Propos brûlans, voix dolente et plaintive,
Vostre faveur à ce coup m’a deçeu :
Car un seul mot hors de moy n’est issu
Propre à monstrer combien ma peine est vive.

Mais qui ne fut autant que vous surpris ?
L’estonnement gela tous mes espris ;
Je devins sourd, sans pouls et sans halaine.

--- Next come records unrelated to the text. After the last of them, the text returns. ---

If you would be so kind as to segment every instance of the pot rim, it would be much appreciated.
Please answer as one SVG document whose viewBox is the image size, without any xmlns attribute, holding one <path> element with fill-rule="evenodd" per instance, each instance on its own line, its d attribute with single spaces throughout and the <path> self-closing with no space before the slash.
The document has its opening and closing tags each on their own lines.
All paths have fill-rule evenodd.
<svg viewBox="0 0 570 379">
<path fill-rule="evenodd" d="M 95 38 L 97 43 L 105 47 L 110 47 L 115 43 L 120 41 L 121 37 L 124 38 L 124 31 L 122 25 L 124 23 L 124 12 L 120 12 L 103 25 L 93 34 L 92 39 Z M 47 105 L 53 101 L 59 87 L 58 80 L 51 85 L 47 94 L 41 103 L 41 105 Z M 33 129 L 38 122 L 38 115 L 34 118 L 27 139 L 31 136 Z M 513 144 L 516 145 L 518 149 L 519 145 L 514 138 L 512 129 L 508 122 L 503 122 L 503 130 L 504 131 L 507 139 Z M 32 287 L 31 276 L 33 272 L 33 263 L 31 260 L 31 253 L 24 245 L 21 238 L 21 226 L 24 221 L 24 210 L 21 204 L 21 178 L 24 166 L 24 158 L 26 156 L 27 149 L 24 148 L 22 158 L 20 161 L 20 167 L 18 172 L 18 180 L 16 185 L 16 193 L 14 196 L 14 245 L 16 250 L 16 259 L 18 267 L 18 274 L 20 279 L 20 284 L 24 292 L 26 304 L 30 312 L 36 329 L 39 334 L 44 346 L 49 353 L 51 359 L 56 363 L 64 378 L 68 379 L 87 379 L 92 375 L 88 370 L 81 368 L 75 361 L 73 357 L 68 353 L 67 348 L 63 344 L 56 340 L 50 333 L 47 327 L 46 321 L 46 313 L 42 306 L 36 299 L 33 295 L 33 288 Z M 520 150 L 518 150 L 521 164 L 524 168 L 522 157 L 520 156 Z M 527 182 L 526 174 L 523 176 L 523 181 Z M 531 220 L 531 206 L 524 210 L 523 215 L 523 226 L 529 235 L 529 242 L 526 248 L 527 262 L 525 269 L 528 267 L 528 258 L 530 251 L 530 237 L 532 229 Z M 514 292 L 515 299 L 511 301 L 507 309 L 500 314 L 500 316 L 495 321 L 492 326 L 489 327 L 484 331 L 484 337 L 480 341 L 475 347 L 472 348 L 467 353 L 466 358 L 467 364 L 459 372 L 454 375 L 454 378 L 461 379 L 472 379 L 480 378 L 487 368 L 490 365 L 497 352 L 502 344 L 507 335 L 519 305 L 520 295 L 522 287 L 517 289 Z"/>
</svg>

Un voile obscur sur mes yeux s’estendit,
Le cœur me cheut, tout mon sang se perdit,
Et ne restay qu’une peinture vaine.


LXXXIV


De quels cousteaux fut mon ame blessée.
Et quelle flamme en mon cœur s’alluma,
Quand ses beaux yeux de rigueur elle arma,
Pour me tuer sans l’avoir offensée ?

Que d’une plainte, en pleurant commencée,
Ne fis-je voir le dueil qui m’entama ?
Je l’essayay : mais la douleur pressée,
A mes propos le passage ferma.

Que ne leut-elle au moins sur mon visage
Mes passions, me voyant tout transi,
Palle mon teint, mes yeux couvers d’ombrage,

Qui pour ma bouche alors crioient mercy ?
Helas ! la nuict m’osta cet advantage,
Et l’empescha qu’elle me veist ainsi.


LXXXV


Mes yeux, accoustumez au jour de vostre veuë,
Sont clos aussi soudain que vous disparoissez,
Et des autres beautez les rayons élancez
Ne sont pour m’éclairer qu’une effroyable nuë.